Spin current generation via magnetic skyrmion, bimeron, and meron crystals

Problem Statement
The central challenge in spintronics is the efficient generation and control of spin currents to enable energy-efficient, high-speed information processing. While various mechanisms exist for nonmagnetic systems (e.g., spin Hall effects in heavy metals) and ferromagnetic systems (e.g., spin pumping, spin Seebeck effect), the potential of topological spin textures as efficient spin current sources remains not fully understood. Previous theoretical studies on topological textures, such as magnetic skyrmions, have largely focused on systems with net magnetization and often neglected the effects of spin-orbit coupling (SOC). Furthermore, most prior work has concentrated on spin currents with out-of-plane polarization, leaving the generation of in-plane polarized spin currents and the behavior of textures with zero net magnetization (such as meron crystals) largely unexplored.

Methodology
The authors theoretically investigate spin current generation in a two-dimensional model where itinerant electrons are coupled to localized moments forming topological spin textures on a square lattice. The study employs the following approach:

• Model Hamiltonian: The system is described by a Kondo lattice (s–d) model coupled with Rashba-type spin-orbit coupling. The localized spins are treated as classical vectors with unit length.
• Spin Textures: Three distinct two-dimensional topological textures are analyzed:
  1. Skyrmion Crystal (SkX): Features out-of-plane magnetization.
  2. Bimeron Crystal (BmX): Features in-plane magnetization.
  3. Meron Crystal (MX): Features zero net magnetization.
     All three share a common out-of-plane emergent magnetic field but differ in their magnetization directions and symmetries.
• Calculation Techniques: The electronic structure is obtained via exact diagonalization of the Bloch Hamiltonian in the magnetic Brillouin zone. Transport properties are evaluated using linear response theory, calculating both intrinsic contributions (via the Kubo formula and Berry curvature) and dissipative contributions (via Boltzmann transport theory).
• Symmetry Analysis: The results are cross-verified using group theoretical analysis based on the spin space group (for systems without SOC) and the magnetic space group (for systems with SOC).

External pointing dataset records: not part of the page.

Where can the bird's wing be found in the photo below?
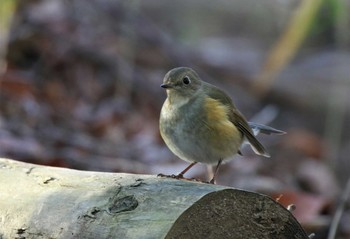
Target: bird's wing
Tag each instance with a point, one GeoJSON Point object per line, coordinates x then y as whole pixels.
{"type": "Point", "coordinates": [236, 118]}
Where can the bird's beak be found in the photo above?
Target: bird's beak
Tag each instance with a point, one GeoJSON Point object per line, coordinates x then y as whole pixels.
{"type": "Point", "coordinates": [166, 86]}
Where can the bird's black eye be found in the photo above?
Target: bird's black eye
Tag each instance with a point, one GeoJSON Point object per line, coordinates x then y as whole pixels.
{"type": "Point", "coordinates": [186, 80]}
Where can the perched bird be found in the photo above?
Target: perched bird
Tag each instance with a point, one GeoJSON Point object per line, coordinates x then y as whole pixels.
{"type": "Point", "coordinates": [200, 123]}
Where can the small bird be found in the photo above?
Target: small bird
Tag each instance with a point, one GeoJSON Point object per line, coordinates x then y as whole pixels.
{"type": "Point", "coordinates": [199, 122]}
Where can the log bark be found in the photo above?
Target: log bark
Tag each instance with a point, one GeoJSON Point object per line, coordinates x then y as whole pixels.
{"type": "Point", "coordinates": [47, 202]}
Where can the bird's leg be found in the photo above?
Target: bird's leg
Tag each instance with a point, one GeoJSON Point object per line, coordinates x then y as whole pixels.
{"type": "Point", "coordinates": [212, 181]}
{"type": "Point", "coordinates": [180, 175]}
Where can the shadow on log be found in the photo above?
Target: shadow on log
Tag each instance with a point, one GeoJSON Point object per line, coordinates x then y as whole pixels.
{"type": "Point", "coordinates": [47, 202]}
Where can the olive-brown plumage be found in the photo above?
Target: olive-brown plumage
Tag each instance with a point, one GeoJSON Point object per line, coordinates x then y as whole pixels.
{"type": "Point", "coordinates": [200, 123]}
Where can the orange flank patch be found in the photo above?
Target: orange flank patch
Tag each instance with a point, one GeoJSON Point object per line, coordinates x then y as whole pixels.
{"type": "Point", "coordinates": [223, 134]}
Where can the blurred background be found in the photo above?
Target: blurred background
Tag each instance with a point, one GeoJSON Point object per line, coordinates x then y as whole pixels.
{"type": "Point", "coordinates": [79, 88]}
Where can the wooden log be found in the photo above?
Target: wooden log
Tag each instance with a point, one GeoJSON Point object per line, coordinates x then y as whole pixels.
{"type": "Point", "coordinates": [47, 202]}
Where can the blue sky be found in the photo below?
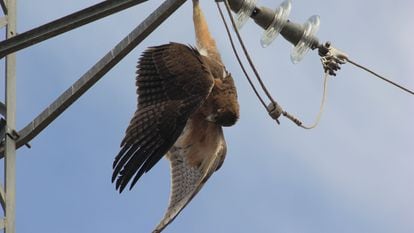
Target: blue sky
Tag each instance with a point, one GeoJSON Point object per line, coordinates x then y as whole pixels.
{"type": "Point", "coordinates": [353, 173]}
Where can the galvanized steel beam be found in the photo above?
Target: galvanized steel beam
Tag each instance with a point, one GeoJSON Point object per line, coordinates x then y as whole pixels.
{"type": "Point", "coordinates": [3, 6]}
{"type": "Point", "coordinates": [10, 143]}
{"type": "Point", "coordinates": [97, 71]}
{"type": "Point", "coordinates": [3, 21]}
{"type": "Point", "coordinates": [64, 24]}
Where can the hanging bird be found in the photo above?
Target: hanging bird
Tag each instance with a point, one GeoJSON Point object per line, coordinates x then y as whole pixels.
{"type": "Point", "coordinates": [185, 96]}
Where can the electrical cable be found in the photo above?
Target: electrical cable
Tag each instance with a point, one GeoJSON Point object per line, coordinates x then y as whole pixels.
{"type": "Point", "coordinates": [379, 76]}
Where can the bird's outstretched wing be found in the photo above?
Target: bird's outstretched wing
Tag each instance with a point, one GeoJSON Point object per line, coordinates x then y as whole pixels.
{"type": "Point", "coordinates": [195, 156]}
{"type": "Point", "coordinates": [173, 82]}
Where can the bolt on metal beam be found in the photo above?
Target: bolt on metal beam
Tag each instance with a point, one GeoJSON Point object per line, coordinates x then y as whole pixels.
{"type": "Point", "coordinates": [64, 24]}
{"type": "Point", "coordinates": [97, 71]}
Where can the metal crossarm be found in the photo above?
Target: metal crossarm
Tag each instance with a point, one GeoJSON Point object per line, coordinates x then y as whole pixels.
{"type": "Point", "coordinates": [96, 72]}
{"type": "Point", "coordinates": [64, 24]}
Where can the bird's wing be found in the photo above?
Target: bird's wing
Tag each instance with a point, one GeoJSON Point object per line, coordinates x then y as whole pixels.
{"type": "Point", "coordinates": [195, 156]}
{"type": "Point", "coordinates": [172, 83]}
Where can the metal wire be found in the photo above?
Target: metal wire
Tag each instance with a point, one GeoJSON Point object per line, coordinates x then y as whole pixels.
{"type": "Point", "coordinates": [380, 76]}
{"type": "Point", "coordinates": [238, 57]}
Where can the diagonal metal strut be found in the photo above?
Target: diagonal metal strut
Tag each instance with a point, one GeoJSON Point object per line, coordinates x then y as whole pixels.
{"type": "Point", "coordinates": [96, 72]}
{"type": "Point", "coordinates": [64, 24]}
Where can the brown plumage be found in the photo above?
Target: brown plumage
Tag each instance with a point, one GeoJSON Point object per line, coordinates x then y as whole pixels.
{"type": "Point", "coordinates": [185, 96]}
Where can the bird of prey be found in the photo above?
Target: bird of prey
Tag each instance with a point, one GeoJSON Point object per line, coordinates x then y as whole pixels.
{"type": "Point", "coordinates": [185, 96]}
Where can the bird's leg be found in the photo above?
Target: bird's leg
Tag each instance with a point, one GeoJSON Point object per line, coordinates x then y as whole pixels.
{"type": "Point", "coordinates": [203, 37]}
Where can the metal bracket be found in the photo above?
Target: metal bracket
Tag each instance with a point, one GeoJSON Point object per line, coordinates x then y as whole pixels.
{"type": "Point", "coordinates": [3, 21]}
{"type": "Point", "coordinates": [2, 224]}
{"type": "Point", "coordinates": [3, 6]}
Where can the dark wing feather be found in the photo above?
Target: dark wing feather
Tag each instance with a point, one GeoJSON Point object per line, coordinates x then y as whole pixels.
{"type": "Point", "coordinates": [172, 82]}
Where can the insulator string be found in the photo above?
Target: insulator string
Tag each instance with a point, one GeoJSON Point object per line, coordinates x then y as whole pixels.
{"type": "Point", "coordinates": [323, 101]}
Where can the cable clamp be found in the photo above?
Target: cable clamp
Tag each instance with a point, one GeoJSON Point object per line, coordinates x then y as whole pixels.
{"type": "Point", "coordinates": [331, 58]}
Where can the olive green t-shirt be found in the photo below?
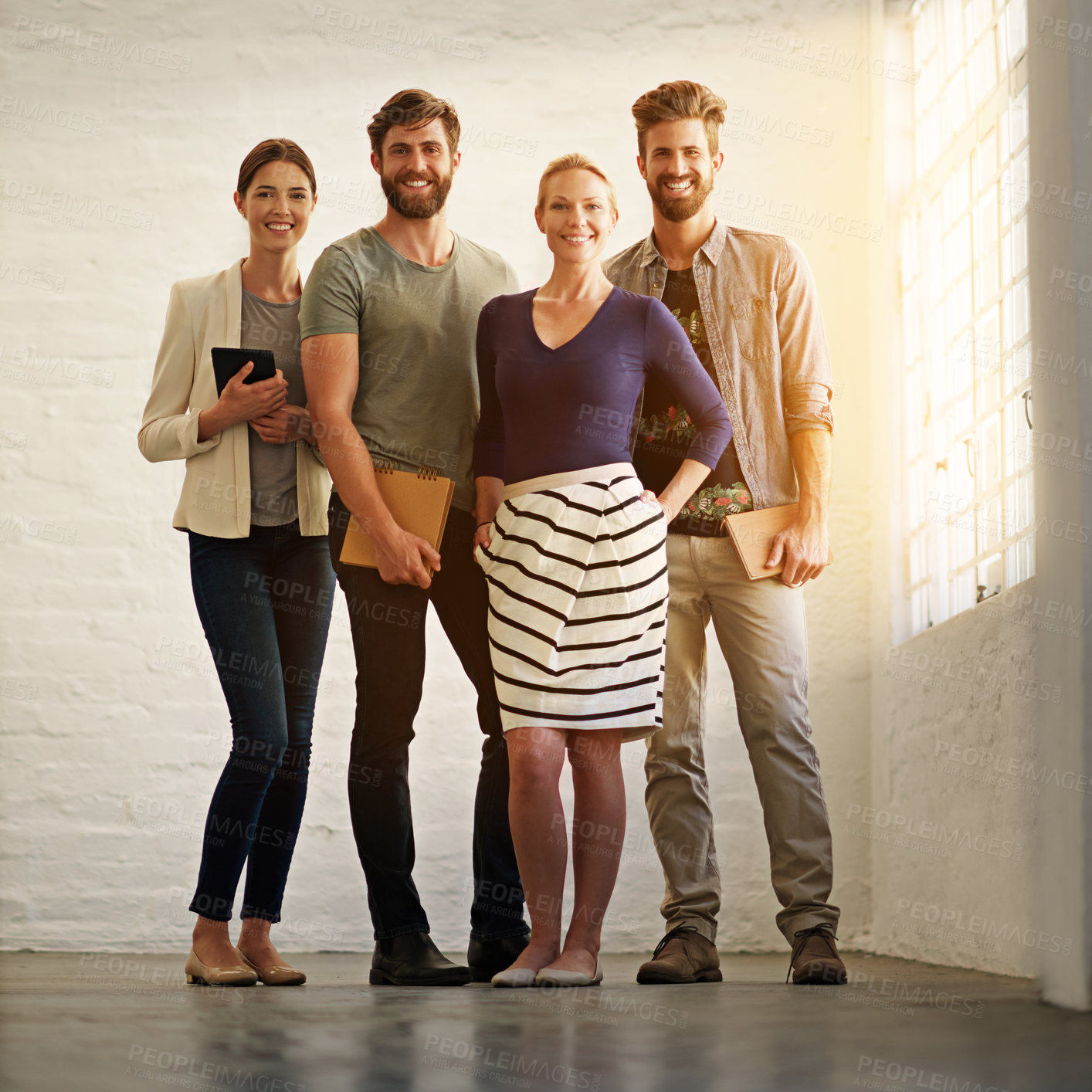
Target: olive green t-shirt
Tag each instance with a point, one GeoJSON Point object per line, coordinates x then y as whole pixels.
{"type": "Point", "coordinates": [417, 398]}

Key Contributions and Results
The study systematically evaluates spin conductivities for all spin-polarization components (x, y, z) in both longitudinal and transverse channels, comparing scenarios with and without SOC.

1. Behavior Without SOC:

   • SkX and BmX: Both generate spin currents polarized along their respective magnetization directions (out-of-plane for SkX, in-plane for BmX). The transport properties of the BmX are identical to those of the SkX under a 90° spin rotation.
   • MX: Despite having a nontrivial topological number and an emergent magnetic field, the MX generates no spin current in the absence of SOC due to the lack of spin splitting in the band structure.

2. Behavior With Rashba SOC:

   • SkX: The behavior remains qualitatively unchanged; spin currents are generated only along the out-of-plane magnetization direction.
   • BmX: The introduction of SOC breaks the fourfold rotational symmetry of the electronic structure. Consequently, the BmX generates nonzero spin currents in multiple polarization directions (both along and perpendicular to the magnetization), distinguishing it from the SkX.
   • MX: This is the most significant finding. Despite having zero net magnetization, the MX exhibits a pronounced spin current with out-of-plane spin polarization at specific electron fillings (e.g., $n_e = 1$). This arises from an enhanced spin Berry curvature driven by specific band degeneracies protected by nonsymmorphic symmetries at the Brillouin zone boundary (XM and YM lines). The calculated spin Hall angle for the MX is estimated to be significantly larger than that of typical heavy metals, reaching over 110% at zero temperature in the ideal model.

3. Symmetry Analysis:
   The authors demonstrate that the observed transport properties are strictly governed by magnetic symmetries. The spin space group dictates the allowed components in the absence of SOC, while the magnetic space group determines the allowed components when SOC is present. The analysis confirms that the unique spin current generation in the MX is a direct consequence of its specific symmetry-protected band degeneracy.

Significance and Claims
The paper claims that topological spin textures serve as efficient sources of spin currents even in the absence of net magnetization. Specifically:

• The study expands the design space for spintronic devices based on topological magnetic metals by highlighting textures like the Meron Crystal (MX) and Bimeron Crystal (BmX).
• It establishes that SOC is a critical factor that can qualitatively alter spin transport, enabling spin current generation in zero-net-magnetization systems (MX) and diversifying polarization directions in in-plane magnetized systems (BmX).
• The findings suggest that the MX, which produces sizable spin-polarized currents without generating stray magnetic fields, is a promising candidate for integration into densely packed spintronic architectures, potentially offering advantages over traditional ferromagnetic sources.
• The work underscores the importance of considering both intrinsic and dissipative contributions, as well as the full symmetry of the system, when evaluating spin current generation in topological magnets.